Publication Bias
In statistics, biases are systematic errors that can occur in studies or experiments. When bias occurs, some responses are chosen or others are preferred. Interestingly, this bias occurs in a large proportion of studies, at least to some extent. So what does publication bias consist of and what are the reasons behind it?
The key is to understand this concept so that it can be avoided, minimized, or corrected. Misconceptions can occur at any stage of the research process. Especially in the design, implementation, analysis, presentation and publication phases.
Therefore, publication bias refers to the tendency to publish studies that show only positive results.
Positive results are when researchers favor some findings over others. These findings are statistically significant, such as correlations or differences.
On the other hand, researchers do not publish negative results. As you can imagine, negative results are the opposite of positive results, so there are no statistically significant correlations or differences.
Another form of bias is that researchers publish more nice or popular results or articles. Therefore, it would be more likely that a journalist would publish an author’s article.
In the middle of the last century, Theodore D. Sterling first introduced the term publication bias. He pointed out that magazines are more likely to publish studies whose results are statistically significant. On the other hand, journals generally do not publish studies whose results are less relevant.

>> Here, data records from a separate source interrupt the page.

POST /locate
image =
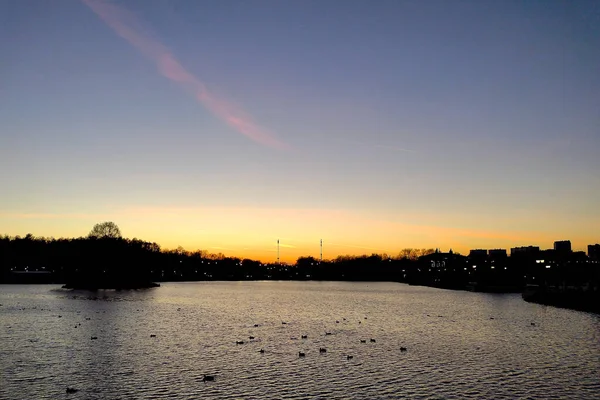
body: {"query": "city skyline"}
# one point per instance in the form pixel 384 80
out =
pixel 372 126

Demonstration of publication bias
So one of the first handlers of the bias was Sterling. He reviewed all articles in four magazines for one year (1955–1956). Afterwards, he noted that when researchers conducted relevant experiments, 97% of the articles rejected the null hypotheses.
According to the results of the study, there are more published studies than unpublished studies with a ratio of 128: 1 and 1: 1. In most studies, the ratio is 10: 1 to 1: 1.
Factors affecting bias
According to Maria Carmen Rosa Garrido, a member of the Spanish Research Ethics Committee, there are several factors in the publication bias:
- First, the author’s decision not to publish results that are not statistically significant in their study.
- Second, the journalist’s refusal to publish studies that show negative results. This is the case even if the methodological quality is sufficient to ensure the reliability of the results.
- Third, the exclusion of these studies from bibliographic searches by other researchers.
Eliminate or prevent publication biases
To prevent or eliminate bias, some suggest that:
- Hypothesis tests would be removed
- Peer reviews would be carried out
- The publication of studies with insufficient sample sizes would be discontinued
- A more positive attitude towards unmarked results would be developed
- Peer review and publication processes would be improved
Bias assessment
Several statistical procedures have been developed to assess whether the survey sample is biased and to assess the impact of this distortion.
Most are based on the assumption that in some specific areas, the small sample size of studies can produce a relatively large impact size. Surveys with a large sample size should also produce a similar effect as population size.
Journalists and publishing bias
What causes publication bias? It seems that the publication of heresies that attract attention in the medical literature is the work of journalists.
This suspicion has some basis. In 1980, the British Medical Journal stated that their ideal article would describe “results that affect clinical practice… and findings that improve prognosis or simplify the treatment of common diseases”. Consequently, they inadvertently referred to the publication bias.
The most effective way to prevent delusions is to register all clinical trials. In order to move forward, the aim should be prevention.
Finally, it is important to stress the importance of this bias in the scientific community. When using biased evidence, decisions may not be optimal. In the medical community, therefore, this can lead to inappropriate prescriptions that may not be optimal for patients or the scientific community in general.